The podcast version of this review can be found here.
I don’t know what’s wrong with me, but I like books about people who like reading books!
However, the beginning of this one wasn’t encouraging. Jacobs starts out talking about Mortimer Adler’s How to Read a Book, and I started out thinking, “Oh, no, are we going to have that discussion again?” That book bored me to tears. Twice. Perhaps I’m too arrogant, but I felt like I already knew how to read a book.
By page ten of Jacobs’ book, I was encouraged to continue. “Forget for a moment how books should be read: Why should they be read? The first reason–the first sequentially in the story that follows, but also the first in order of importance–is that reading books can be intensely pleasurable. Reading is one of the great human delights.”
Jacobs is an English professor whose students often ask him for a list of books they should read. He discusses various reasons why he is unwilling to give lists, the first of which just happens to be my reason as well. There is no way to prescribe books for someone else. I refuse to say to anyone else, “I just know you’ll love this book!”
“But there’s a positive counterpart to this negative reason: my commitment to one dominant, overarching, nearly definitive principle for reading: Read at Whim.”
This is his theme. Throughout the book, he quotes many authorities on reading, and also discusses some of the science of what happens to the human brain when reading, or when failing to practice deep attention. He quotes extensively from books and articles others have written about their own style and purpose for reading. But this is his recommendation. Read at Whim.

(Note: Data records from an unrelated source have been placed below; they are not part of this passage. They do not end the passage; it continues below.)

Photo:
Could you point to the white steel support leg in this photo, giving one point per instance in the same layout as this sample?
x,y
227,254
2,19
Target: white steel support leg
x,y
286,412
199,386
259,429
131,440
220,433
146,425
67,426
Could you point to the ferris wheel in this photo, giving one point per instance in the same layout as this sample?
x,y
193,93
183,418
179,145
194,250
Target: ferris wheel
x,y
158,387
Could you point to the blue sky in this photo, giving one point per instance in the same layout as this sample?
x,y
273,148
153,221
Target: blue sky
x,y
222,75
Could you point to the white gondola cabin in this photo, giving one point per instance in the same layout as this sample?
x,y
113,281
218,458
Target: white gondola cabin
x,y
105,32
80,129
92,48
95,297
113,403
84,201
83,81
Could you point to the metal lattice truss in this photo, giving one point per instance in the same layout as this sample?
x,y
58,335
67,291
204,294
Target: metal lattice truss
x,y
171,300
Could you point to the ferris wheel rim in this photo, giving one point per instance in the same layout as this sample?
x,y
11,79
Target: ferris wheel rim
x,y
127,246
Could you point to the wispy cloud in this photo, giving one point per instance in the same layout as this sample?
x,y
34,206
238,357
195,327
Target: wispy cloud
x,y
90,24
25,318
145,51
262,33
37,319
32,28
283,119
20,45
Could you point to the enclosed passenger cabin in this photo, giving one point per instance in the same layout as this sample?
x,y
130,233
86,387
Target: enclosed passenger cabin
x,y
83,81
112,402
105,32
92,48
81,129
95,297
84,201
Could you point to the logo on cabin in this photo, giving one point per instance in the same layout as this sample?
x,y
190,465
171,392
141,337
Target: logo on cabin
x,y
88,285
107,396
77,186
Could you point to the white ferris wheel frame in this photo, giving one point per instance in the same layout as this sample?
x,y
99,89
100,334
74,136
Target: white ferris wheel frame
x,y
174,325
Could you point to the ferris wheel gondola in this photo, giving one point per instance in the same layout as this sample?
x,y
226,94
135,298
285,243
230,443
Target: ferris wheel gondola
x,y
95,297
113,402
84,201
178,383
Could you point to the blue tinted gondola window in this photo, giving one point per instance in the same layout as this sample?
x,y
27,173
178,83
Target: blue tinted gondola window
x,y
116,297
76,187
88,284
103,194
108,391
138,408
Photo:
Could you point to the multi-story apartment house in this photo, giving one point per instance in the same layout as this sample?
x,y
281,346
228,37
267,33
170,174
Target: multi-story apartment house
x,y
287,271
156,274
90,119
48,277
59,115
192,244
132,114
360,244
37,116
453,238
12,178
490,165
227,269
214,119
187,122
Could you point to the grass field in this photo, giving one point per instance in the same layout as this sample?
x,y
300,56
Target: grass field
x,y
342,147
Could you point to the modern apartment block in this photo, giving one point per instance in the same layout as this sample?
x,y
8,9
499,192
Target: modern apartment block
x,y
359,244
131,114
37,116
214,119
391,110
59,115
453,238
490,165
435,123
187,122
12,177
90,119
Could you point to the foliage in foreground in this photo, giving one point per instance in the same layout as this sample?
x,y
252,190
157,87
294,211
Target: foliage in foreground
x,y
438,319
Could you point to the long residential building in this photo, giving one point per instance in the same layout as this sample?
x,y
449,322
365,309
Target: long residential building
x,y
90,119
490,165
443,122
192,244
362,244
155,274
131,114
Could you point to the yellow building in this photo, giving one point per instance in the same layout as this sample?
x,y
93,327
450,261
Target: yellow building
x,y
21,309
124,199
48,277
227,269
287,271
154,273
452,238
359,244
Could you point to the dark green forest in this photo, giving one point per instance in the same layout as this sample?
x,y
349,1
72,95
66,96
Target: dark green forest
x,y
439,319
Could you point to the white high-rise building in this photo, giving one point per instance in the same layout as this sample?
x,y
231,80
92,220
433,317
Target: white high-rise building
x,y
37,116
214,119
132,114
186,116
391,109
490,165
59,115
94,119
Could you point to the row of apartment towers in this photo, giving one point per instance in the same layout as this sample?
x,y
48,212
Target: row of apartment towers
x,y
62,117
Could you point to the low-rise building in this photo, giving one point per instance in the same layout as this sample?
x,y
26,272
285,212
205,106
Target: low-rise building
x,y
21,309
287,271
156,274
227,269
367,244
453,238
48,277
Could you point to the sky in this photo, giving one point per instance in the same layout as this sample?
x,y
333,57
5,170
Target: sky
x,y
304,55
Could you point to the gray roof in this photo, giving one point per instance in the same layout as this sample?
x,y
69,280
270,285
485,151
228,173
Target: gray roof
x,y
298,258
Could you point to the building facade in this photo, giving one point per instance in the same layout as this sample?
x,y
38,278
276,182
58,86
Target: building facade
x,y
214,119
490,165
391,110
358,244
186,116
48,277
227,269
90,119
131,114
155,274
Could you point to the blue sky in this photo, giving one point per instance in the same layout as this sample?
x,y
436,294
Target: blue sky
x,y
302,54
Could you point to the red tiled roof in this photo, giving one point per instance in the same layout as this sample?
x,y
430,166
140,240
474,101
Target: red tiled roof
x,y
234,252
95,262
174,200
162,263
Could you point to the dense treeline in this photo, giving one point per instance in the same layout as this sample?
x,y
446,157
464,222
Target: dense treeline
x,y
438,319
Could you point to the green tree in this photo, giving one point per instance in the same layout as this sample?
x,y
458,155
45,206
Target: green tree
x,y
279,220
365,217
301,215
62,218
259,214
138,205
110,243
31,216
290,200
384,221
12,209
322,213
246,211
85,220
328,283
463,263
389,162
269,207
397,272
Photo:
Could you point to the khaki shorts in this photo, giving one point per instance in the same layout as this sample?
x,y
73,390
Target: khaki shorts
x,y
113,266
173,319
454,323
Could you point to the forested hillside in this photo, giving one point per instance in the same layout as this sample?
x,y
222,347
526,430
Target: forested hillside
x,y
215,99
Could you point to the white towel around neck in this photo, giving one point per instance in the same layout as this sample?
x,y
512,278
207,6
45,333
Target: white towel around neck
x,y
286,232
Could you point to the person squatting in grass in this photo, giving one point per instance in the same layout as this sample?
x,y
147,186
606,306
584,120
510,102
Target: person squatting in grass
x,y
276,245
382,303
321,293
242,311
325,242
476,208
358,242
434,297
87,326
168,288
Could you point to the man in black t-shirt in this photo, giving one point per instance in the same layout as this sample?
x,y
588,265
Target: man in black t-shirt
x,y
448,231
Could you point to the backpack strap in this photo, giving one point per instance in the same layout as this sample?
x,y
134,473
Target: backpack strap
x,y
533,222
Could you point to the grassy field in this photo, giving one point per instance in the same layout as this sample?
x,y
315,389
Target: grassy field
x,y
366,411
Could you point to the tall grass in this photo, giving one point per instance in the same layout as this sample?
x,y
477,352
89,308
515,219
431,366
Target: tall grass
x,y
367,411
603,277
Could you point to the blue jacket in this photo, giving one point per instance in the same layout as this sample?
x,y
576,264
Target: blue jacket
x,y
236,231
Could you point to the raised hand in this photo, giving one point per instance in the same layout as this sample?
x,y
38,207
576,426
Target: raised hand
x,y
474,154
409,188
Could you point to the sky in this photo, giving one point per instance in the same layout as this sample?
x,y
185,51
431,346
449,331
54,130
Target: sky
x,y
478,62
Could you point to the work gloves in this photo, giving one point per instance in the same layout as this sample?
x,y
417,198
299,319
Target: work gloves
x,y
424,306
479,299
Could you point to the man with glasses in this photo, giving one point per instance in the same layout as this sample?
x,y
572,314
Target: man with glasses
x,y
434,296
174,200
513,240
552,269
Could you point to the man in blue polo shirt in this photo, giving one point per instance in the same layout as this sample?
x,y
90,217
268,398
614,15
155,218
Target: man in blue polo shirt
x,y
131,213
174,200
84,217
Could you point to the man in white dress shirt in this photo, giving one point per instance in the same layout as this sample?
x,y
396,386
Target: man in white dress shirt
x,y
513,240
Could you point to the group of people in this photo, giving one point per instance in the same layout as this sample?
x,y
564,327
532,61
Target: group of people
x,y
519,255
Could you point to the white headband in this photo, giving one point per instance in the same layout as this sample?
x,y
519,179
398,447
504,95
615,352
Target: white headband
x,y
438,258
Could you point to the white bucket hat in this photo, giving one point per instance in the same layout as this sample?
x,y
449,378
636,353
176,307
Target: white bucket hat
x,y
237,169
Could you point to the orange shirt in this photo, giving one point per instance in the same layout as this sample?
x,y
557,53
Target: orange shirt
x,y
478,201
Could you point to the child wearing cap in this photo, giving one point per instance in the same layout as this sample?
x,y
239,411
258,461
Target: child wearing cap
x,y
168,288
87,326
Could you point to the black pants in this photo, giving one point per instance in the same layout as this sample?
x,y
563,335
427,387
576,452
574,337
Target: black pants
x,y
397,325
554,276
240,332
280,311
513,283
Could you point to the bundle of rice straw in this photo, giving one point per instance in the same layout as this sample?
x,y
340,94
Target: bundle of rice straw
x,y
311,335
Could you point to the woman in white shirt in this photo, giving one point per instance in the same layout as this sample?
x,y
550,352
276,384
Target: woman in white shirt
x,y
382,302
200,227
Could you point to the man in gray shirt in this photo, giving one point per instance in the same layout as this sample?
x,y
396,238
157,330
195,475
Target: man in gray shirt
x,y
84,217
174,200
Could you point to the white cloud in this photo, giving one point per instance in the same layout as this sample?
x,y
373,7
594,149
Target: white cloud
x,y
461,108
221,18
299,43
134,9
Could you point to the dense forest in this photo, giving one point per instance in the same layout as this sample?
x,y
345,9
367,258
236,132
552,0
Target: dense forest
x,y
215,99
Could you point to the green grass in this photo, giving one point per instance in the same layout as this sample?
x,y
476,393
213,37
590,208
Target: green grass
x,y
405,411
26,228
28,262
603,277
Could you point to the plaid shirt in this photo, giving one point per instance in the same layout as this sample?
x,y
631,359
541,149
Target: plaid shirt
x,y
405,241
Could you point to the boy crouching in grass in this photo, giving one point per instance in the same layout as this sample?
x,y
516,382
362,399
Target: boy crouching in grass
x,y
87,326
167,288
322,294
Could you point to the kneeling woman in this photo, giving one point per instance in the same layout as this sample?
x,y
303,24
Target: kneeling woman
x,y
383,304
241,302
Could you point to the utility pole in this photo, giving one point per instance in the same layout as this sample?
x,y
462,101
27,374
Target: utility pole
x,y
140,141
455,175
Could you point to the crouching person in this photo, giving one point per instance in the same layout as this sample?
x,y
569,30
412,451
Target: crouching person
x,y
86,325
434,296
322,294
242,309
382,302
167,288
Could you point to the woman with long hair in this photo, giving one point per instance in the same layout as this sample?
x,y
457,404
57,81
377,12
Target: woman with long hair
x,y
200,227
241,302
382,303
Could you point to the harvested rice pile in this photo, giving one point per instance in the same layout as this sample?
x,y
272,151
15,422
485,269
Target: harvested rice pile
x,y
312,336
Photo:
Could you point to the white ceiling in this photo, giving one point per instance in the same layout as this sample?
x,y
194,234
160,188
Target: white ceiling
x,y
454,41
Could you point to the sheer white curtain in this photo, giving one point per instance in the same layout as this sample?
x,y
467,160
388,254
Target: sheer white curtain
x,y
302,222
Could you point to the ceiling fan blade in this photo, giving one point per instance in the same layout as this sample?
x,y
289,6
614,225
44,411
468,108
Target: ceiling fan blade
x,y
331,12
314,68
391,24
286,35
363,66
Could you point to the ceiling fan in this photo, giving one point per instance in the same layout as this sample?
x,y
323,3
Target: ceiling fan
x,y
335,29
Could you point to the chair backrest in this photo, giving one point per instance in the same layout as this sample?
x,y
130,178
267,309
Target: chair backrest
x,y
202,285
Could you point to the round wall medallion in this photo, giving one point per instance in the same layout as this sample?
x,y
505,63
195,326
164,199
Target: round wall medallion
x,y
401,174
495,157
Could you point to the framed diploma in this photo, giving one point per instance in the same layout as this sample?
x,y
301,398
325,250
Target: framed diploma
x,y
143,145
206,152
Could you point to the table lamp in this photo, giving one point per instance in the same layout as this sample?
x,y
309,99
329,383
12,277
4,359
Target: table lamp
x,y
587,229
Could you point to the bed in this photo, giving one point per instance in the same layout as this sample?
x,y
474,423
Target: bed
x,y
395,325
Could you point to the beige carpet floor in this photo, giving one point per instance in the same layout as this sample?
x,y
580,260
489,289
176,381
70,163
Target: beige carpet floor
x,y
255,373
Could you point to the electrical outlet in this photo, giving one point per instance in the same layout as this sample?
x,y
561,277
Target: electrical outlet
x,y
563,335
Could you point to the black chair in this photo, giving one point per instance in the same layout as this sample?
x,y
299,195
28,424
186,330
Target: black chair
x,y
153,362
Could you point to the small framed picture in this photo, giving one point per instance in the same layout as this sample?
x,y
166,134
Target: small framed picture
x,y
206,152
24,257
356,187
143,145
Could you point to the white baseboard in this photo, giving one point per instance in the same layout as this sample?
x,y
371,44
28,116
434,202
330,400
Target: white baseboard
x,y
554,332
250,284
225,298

One of his more interesting points, to me, is how reading on a Kindle helped him restore his ability to concentrate. This book was published in 2011, so he’s obviously talking about an old-style Kindle because he says that what helped him was the fact that there was nothing but the words on the screen and the “Next Page” button.
He talks about silence as a “diminishing natural resource,” the pros and cons of rereading, and the fact that the only way to develop the habit of deep attention is . . . wait for it . . . to practice. Another of his comments I identify with is that he says, “I was twenty years old before I failed to finish a book I had started . . . That day I grieved, feeling that I had been forced from some noble pedestal; but I woke up the next morning with my soul singing.” I too remember when I finally allowed myself that freedom.
Rather than a bibliography, at the end of the book there is “An Essay on Sources,” in which he list his sources in paragraph form. I enjoyed this almost as much as I enjoyed the book, and came away from it with more books added to my “To Read” list. And we all need that, don’t we?
I am not going to tell you that you’ll love this book. I will say that I enjoyed it. Jacobs is scholarly and personable at the same time. He writes as someone who loves to read and wants to share that love with others, not as someone who feels he needs to tell others what to do. So, if you’re looking for a “how-to” book, this isn’t it. If you’re looking for a list of “must-reads,” this isn’t it. If you like reading books about people who like reading books, you might enjoy this one.